BJS Muse Responds Poetically to the Recent Deaths of Neuhaus and Elisa: Paralell Lives – Ein Lutherisches Märchen, by Jon Townsend

(Editor’s Note: Jon Townsend is a creative brother. He is the one who writes and produces the BJS ads on Issues, Etc. His posts can be found on our Regular Columns page under the title of “I Desire Mercy and Not Satire, but a Little Satire is Good for the Soul.” There has been a lot of discussion of the pros and cons of Richard John Neuhaus. Here is Jon’s unique perspective.)


I like the word Märchen better than fairytale. “Die Mär” means story or report, the diminutive ending “chen” changes the meaning into something akin to “little story”. While many of the so called “Fairytales from the Brothers Grimm” can be rather fanciful and magical, a large portion of the lesser known tales are a little more real. I remember one in which two boys were only play fighting with their fathers’ swords and one of the boys is killed and a trial is held. After making the boy who was still alive sweat it out, the judge acquits the boy because it is realized that it was all foolishness on the part of the boys and there was no malice or intent.


In collecting such “Märchen” the Brothers Grimm went out to the peasantry and listened to the tales they had to tell and recorded them in writing for posterity. In similar fashion I have floated through the Lutheran peasantry, both in real life and on the internet, and I humbly submit this little story for your consideration.


In some places winter is hard and cold and in others, it never gets cold, but regardless of the weather man is still dust and to dust he must return and shortly after Christmas and on either side of the New Year two pastors returned to the dust in blessed hope of the resurrection – one in a land of deserts and jungles and one in a concrete jungle.


Both men went through deep philosophical, doctrinal, confessional and ecclesial conversions during their lives.


The one in the land of desert in the north and jungle in the south was given Luther’s Small Catechism by a man he chanced to meet and abandoned ecumenism and endless redefinitions of doctrine with the confession, “”We all knew that we never spoke truth and still we continued speaking.”   In the light of pure Christian doctrine he set forth to build in his land on the cornerstone Christ laid with the building materials Christ left for us – His Word and His Sacraments.


The man from the land with a cold icy north who moved to the concrete jungle turned his back on the Small Catechism his own father, a pastor, gave him, believing that the cornerstone Christ laid was the Petrine ministry rather than St. Peter’s confession. He was a man of great intellect and reason and liked the space that the structure of wood and straw that was built on the cornerstone offered. Longing for the restoration of the Western Church this pastor laid aside his ordination vows, joined the Roman Church and was made a priest.


In a short range of time around which the two men were ordained, or re-ordained, both men lay near death: One in a coma, the other slipping between life and death. Both recovered and went on to do great things.


The now priest in the concrete jungle found notoriety with his books and journals. He talked to Presidents and dined with Popes. He was on radio and television and traveled the world.

The pastor in the land of desert and jungle started churches and met with political leaders. He traveled abroad to study and preach. He lived in a basement and dined with his host family. He was consecrated the Lutheran Bishop of his war torn land.


The priest’s notoriety brought verbal and written attacks especially for his defense of the unborn and his stand for conservative Roman Catholicism.


The Bishop’s position as a Christian leader in a Muslim land brought him much danger as he suffered with his people.


Both men died from tumors or cancer and they left behind legacies.


The priest left behind journals, books and a lasting influence on his time and culture; especially for his condemnation of his land’s holocaust – abortion.


The Bishop left behind congregations, a seminary and a hospital he helped support that will treat anyone – a place where no one must proclaim allah as god in order to be treated. He was survived by his wife and four children.


A Lutheran Bishop in a Muslim land of deserts, jungle and misery and a Lutheran Pastor turned Catholic Priest in a land of the unborn killed within the womb – both men to be admired in their own rites.


And as the “little news” spread, the peasants told the story.
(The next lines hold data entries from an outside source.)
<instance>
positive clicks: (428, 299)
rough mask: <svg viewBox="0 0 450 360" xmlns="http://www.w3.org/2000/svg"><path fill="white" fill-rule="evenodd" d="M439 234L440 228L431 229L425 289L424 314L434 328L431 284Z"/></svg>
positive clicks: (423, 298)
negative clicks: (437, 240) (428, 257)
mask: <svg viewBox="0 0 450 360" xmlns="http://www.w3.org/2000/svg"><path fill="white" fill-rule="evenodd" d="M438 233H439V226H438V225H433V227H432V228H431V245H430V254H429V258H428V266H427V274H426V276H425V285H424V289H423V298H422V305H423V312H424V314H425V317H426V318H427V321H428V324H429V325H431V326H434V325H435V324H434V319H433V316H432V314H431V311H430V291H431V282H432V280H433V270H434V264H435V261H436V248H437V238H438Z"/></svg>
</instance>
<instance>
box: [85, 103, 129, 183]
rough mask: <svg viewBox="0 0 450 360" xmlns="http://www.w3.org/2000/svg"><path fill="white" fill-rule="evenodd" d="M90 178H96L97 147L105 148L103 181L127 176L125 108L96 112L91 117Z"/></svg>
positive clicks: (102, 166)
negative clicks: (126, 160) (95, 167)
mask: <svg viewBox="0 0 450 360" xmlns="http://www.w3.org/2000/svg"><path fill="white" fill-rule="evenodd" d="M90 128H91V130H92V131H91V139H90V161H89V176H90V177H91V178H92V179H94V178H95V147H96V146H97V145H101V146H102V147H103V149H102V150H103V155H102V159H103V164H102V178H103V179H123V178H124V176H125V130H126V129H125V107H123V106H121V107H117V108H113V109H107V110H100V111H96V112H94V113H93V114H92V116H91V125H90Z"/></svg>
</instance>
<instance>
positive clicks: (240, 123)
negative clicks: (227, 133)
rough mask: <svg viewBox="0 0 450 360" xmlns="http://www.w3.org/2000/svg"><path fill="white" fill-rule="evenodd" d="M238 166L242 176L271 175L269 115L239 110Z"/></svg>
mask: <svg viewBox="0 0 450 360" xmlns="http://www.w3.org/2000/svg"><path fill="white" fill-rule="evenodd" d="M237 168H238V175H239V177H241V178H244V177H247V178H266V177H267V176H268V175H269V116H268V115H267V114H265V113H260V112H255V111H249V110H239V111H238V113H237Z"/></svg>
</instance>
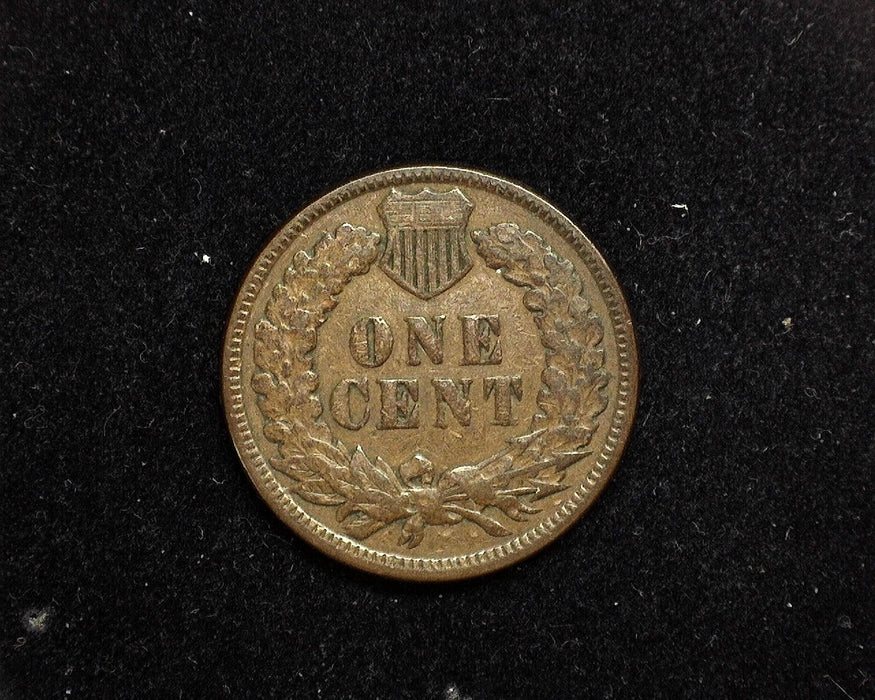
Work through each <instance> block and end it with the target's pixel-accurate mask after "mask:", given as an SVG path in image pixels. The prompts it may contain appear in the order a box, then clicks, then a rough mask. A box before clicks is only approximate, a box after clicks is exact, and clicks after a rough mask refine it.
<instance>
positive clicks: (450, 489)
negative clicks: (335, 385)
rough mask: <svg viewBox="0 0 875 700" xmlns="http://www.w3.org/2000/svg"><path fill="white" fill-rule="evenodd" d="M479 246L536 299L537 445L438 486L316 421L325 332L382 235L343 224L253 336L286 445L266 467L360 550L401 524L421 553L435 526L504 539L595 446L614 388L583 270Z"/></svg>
mask: <svg viewBox="0 0 875 700" xmlns="http://www.w3.org/2000/svg"><path fill="white" fill-rule="evenodd" d="M470 235H471V239H472V240H473V241H474V243H475V245H476V247H477V252H478V253H479V254H480V256H481V258H482V259H483V261H484V262H485V263H486V264H487V265H488V266H489V267H491V268H493V269H496V270H498V271H499V272H500V274H501V275H502V276H503V278H504V279H505V280H507V281H508V282H510V283H511V284H514V285H516V286H518V287H523V288H526V291H525V293H524V296H523V303H524V305H525V306H526V308H527V309H528V310H529V311H531V312H532V314H533V317H534V320H535V323H536V325H537V327H538V333H539V338H540V341H541V344H542V345H543V347H544V349H545V367H544V370H543V371H542V372H541V382H542V386H541V388H540V391H539V392H538V396H537V404H538V407H539V412H538V413H537V414H536V415H535V416H534V417H533V418H532V422H531V425H530V429H529V431H528V433H527V434H525V435H522V436H520V437H516V438H513V439H511V440H509V441H508V443H507V445H506V446H505V447H504V448H503V449H502V450H500V451H499V452H497V453H496V454H494V455H491V456H490V457H488V458H487V459H485V460H483V461H482V462H479V463H478V464H471V465H469V464H462V465H457V466H453V467H450V468H449V469H446V470H444V471H443V472H440V473H439V472H438V470H436V469H435V465H434V464H432V463H431V461H430V460H428V459H427V458H426V457H425V456H423V455H421V454H415V455H413V456H412V457H411V458H410V459H408V460H407V461H405V462H404V463H402V464H400V465H397V467H393V466H391V465H390V464H388V463H387V462H386V461H385V460H383V459H382V458H381V457H377V458H376V459H371V458H370V457H368V456H367V455H366V454H365V452H364V451H363V450H362V448H361V446H357V447H356V448H355V449H353V450H350V449H348V448H347V447H346V446H345V445H343V444H342V443H341V442H340V441H339V440H337V439H335V438H334V436H333V435H332V433H331V430H330V428H329V427H328V426H327V425H326V424H325V422H324V421H323V420H322V419H321V418H320V416H321V414H322V402H321V400H320V399H319V396H318V395H317V393H316V390H317V388H318V377H317V375H316V373H315V372H314V370H313V356H312V352H313V350H314V349H315V347H316V342H317V330H318V328H319V327H320V326H321V325H322V323H323V322H324V321H325V319H326V317H327V315H328V314H329V313H330V312H331V310H332V309H333V308H334V307H335V306H336V305H337V303H338V297H339V295H340V293H341V292H342V290H343V288H344V286H345V285H346V284H347V283H348V282H349V280H350V279H351V278H352V277H354V276H356V275H363V274H366V273H367V272H368V270H369V269H370V266H371V265H372V264H373V263H374V261H375V260H376V259H377V255H378V246H379V241H380V234H379V233H376V232H373V231H369V230H367V229H365V228H362V227H355V226H352V225H350V224H343V225H342V226H340V227H339V228H337V230H336V231H335V232H334V234H330V233H326V234H325V235H324V236H323V237H322V239H321V240H320V241H319V242H318V243H317V244H316V245H315V246H314V247H313V249H312V251H310V252H305V251H301V252H299V253H297V254H296V255H295V258H294V260H293V263H292V264H291V265H290V266H289V268H288V269H287V270H286V271H285V274H284V277H283V281H282V282H281V283H279V284H277V285H276V287H275V288H274V289H273V294H272V297H271V299H270V300H269V302H268V304H267V308H266V311H265V317H264V318H262V319H261V320H260V321H259V322H258V324H257V325H256V334H255V364H256V365H257V367H258V368H259V370H260V371H257V372H256V374H255V375H254V376H253V378H252V387H253V389H254V390H255V391H256V393H257V394H258V395H259V396H258V406H259V408H260V410H261V413H262V416H263V418H264V435H265V437H267V439H268V440H270V441H272V442H274V443H276V444H277V445H278V454H277V456H275V457H272V458H271V459H270V465H271V466H272V467H273V469H275V470H276V471H278V472H280V473H282V474H284V475H286V476H287V477H289V479H290V481H291V485H290V487H289V489H290V490H291V491H292V492H294V493H295V494H297V495H298V496H299V497H300V498H302V499H304V500H305V501H308V502H310V503H314V504H317V505H320V506H331V507H334V508H335V509H336V511H335V513H336V517H337V521H338V523H339V524H340V527H341V529H342V530H343V531H344V532H345V533H347V534H348V535H350V536H352V537H354V538H356V539H365V538H367V537H369V536H370V535H372V534H374V533H375V532H377V531H378V530H381V529H383V528H385V527H387V526H388V525H390V524H392V523H396V522H402V523H403V524H402V527H401V533H400V538H399V544H400V545H404V546H407V547H409V548H413V547H416V546H417V545H419V543H420V542H421V541H422V538H423V536H424V533H425V531H426V528H427V527H430V526H445V527H446V526H453V525H456V524H458V523H460V522H462V521H466V520H467V521H470V522H473V523H475V524H476V525H478V526H479V527H480V528H481V529H482V530H483V531H485V532H486V533H488V534H489V535H491V536H494V537H504V536H508V535H510V534H511V531H510V530H509V529H508V527H507V526H506V525H505V524H503V521H502V518H509V519H510V520H515V521H524V520H526V519H527V517H528V516H529V515H531V514H534V513H537V512H539V510H540V509H539V508H538V506H537V503H538V501H540V500H541V499H542V498H545V497H546V496H549V495H551V494H554V493H557V492H559V491H562V490H563V489H564V488H566V487H565V485H564V484H563V480H564V478H565V472H566V470H567V469H568V467H569V466H571V465H572V464H573V463H575V462H576V461H578V460H579V459H581V458H582V457H584V456H586V455H588V454H590V453H591V451H589V450H587V449H586V447H587V445H588V444H589V443H590V441H591V440H592V436H593V434H594V433H595V431H596V428H597V425H598V421H597V417H598V416H599V414H601V413H602V412H603V411H604V410H605V408H606V407H607V403H608V399H607V392H606V386H607V384H608V375H607V372H606V371H605V369H604V350H603V348H602V338H603V329H602V324H601V321H600V319H599V317H598V316H597V315H596V314H595V313H594V312H593V310H592V306H591V304H590V302H589V301H588V300H587V298H586V297H585V296H584V293H583V284H582V282H581V280H580V277H579V275H578V274H577V271H576V270H575V269H574V266H573V265H572V264H571V263H570V262H569V261H568V260H565V259H564V258H562V257H561V256H559V255H558V254H557V253H555V252H554V251H553V250H552V249H551V248H550V246H549V245H547V244H546V243H545V242H544V240H543V239H542V238H541V237H540V236H538V235H537V234H536V233H533V232H532V231H525V232H524V231H522V230H521V229H520V227H519V226H518V225H516V224H514V223H502V224H497V225H495V226H492V227H490V228H489V229H488V230H476V231H472V232H471V234H470ZM505 522H506V521H505Z"/></svg>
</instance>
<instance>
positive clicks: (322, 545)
mask: <svg viewBox="0 0 875 700" xmlns="http://www.w3.org/2000/svg"><path fill="white" fill-rule="evenodd" d="M222 381H223V395H224V404H225V410H226V415H227V419H228V425H229V428H230V432H231V436H232V438H233V441H234V444H235V446H236V449H237V452H238V454H239V455H240V459H241V461H242V462H243V465H244V467H245V468H246V471H247V473H248V475H249V477H250V479H251V480H252V482H253V484H254V485H255V487H256V489H257V490H258V492H259V494H260V495H261V496H262V498H264V500H265V501H266V502H267V503H268V505H269V506H270V507H271V508H272V510H273V511H274V512H275V513H276V515H277V516H278V517H279V518H280V519H282V520H283V522H285V523H286V524H287V525H288V526H289V527H290V528H291V529H292V530H293V531H294V532H295V533H296V534H297V535H299V536H300V537H302V538H303V539H305V540H306V541H308V542H309V543H311V544H313V545H315V546H316V547H318V548H319V549H320V550H322V551H323V552H325V553H327V554H329V555H331V556H333V557H334V558H336V559H339V560H340V561H342V562H345V563H347V564H350V565H353V566H356V567H358V568H360V569H364V570H366V571H370V572H373V573H377V574H382V575H386V576H390V577H394V578H400V579H413V580H432V581H433V580H446V579H460V578H466V577H470V576H476V575H480V574H484V573H487V572H490V571H494V570H496V569H498V568H501V567H503V566H506V565H508V564H511V563H513V562H515V561H518V560H520V559H522V558H523V557H526V556H528V555H530V554H532V553H534V552H536V551H537V550H539V549H541V548H542V547H544V546H545V545H546V544H547V543H549V542H550V541H552V540H553V539H555V538H556V537H557V536H558V535H559V534H560V533H562V532H563V531H564V530H566V529H567V528H568V527H569V526H571V525H572V524H573V523H574V522H575V520H577V518H579V517H580V516H581V515H582V514H583V513H584V512H585V511H586V510H587V508H589V506H590V505H591V504H592V503H593V501H594V500H595V498H596V497H597V496H598V495H599V494H600V493H601V491H602V490H603V489H604V487H605V484H606V483H607V481H608V480H609V478H610V476H611V474H612V473H613V471H614V469H615V468H616V466H617V463H618V461H619V459H620V455H621V453H622V451H623V447H624V445H625V443H626V440H627V438H628V435H629V431H630V428H631V425H632V420H633V417H634V412H635V403H636V399H637V390H638V357H637V350H636V344H635V335H634V332H633V328H632V321H631V318H630V315H629V310H628V308H627V305H626V302H625V300H624V297H623V294H622V292H621V290H620V287H619V285H618V283H617V280H616V279H615V277H614V275H613V273H612V272H611V270H610V268H609V267H608V265H607V263H606V262H605V261H604V259H603V258H602V256H601V255H600V254H599V252H598V251H597V250H596V248H595V247H594V246H593V244H592V243H591V242H590V240H589V239H588V238H587V237H586V236H585V235H584V234H583V233H582V232H581V230H580V229H579V228H578V227H576V226H575V225H574V224H573V223H572V222H571V221H569V220H568V219H567V218H566V217H565V216H564V215H562V214H561V213H560V212H559V211H557V210H556V209H555V208H554V207H553V206H551V205H550V204H548V203H547V202H545V201H544V200H543V199H541V198H540V197H538V196H537V195H535V194H533V193H532V192H530V191H528V190H527V189H525V188H523V187H521V186H519V185H517V184H514V183H511V182H509V181H507V180H503V179H501V178H498V177H495V176H493V175H488V174H486V173H481V172H476V171H473V170H465V169H459V168H448V167H437V166H435V167H414V168H401V169H396V170H386V171H383V172H378V173H375V174H373V175H369V176H367V177H364V178H361V179H358V180H354V181H353V182H350V183H348V184H346V185H343V186H342V187H339V188H338V189H336V190H334V191H333V192H331V193H329V194H327V195H326V196H324V197H322V198H321V199H319V200H318V201H316V202H314V203H313V204H311V205H310V206H309V207H307V208H306V209H305V210H304V211H302V212H301V213H300V214H298V215H297V216H295V217H294V218H292V219H291V220H290V221H289V222H288V223H286V224H285V225H284V226H283V227H282V228H281V229H280V230H279V231H278V232H277V233H276V234H275V235H274V237H273V238H272V239H271V240H270V242H269V243H268V244H267V246H266V247H265V249H264V250H263V251H262V253H261V254H260V255H259V256H258V258H257V259H256V261H255V262H254V264H253V265H252V267H251V269H250V270H249V272H248V273H247V275H246V278H245V279H244V281H243V284H242V286H241V288H240V292H239V294H238V296H237V299H236V301H235V303H234V307H233V310H232V312H231V315H230V319H229V322H228V328H227V332H226V336H225V344H224V355H223V363H222Z"/></svg>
The demise of the Lutheran Pastor turned Priest was spread within his own community and was the talk within the community that baptized him. Some within his former home never stopped thinking of him as their own, others wondered if the traitor was in hell because he had surrendered the chief article, others posited that he is finally Lutheran again. The “little news” was hardly little and his former faith community did not treat it as such.


For the Lutheran Bishop and hero of the faith in the land far away, the news also spread and it remained small. The news was out there, but it was just more interesting to talk and write about the Lutheran turned Roman Catholic.


And the man who sat in the basement once upon a time with the good Bishop of that far away land who has written this Märchen is left to scratch his head and wonder why Lutheranism is in such a state that we would waste so much energy – good, bad or indifferent – considering the body of work of a Priest who preferred wood and straw; instead of saluting a Bishop who was given the pearl of great price and used that as his building material?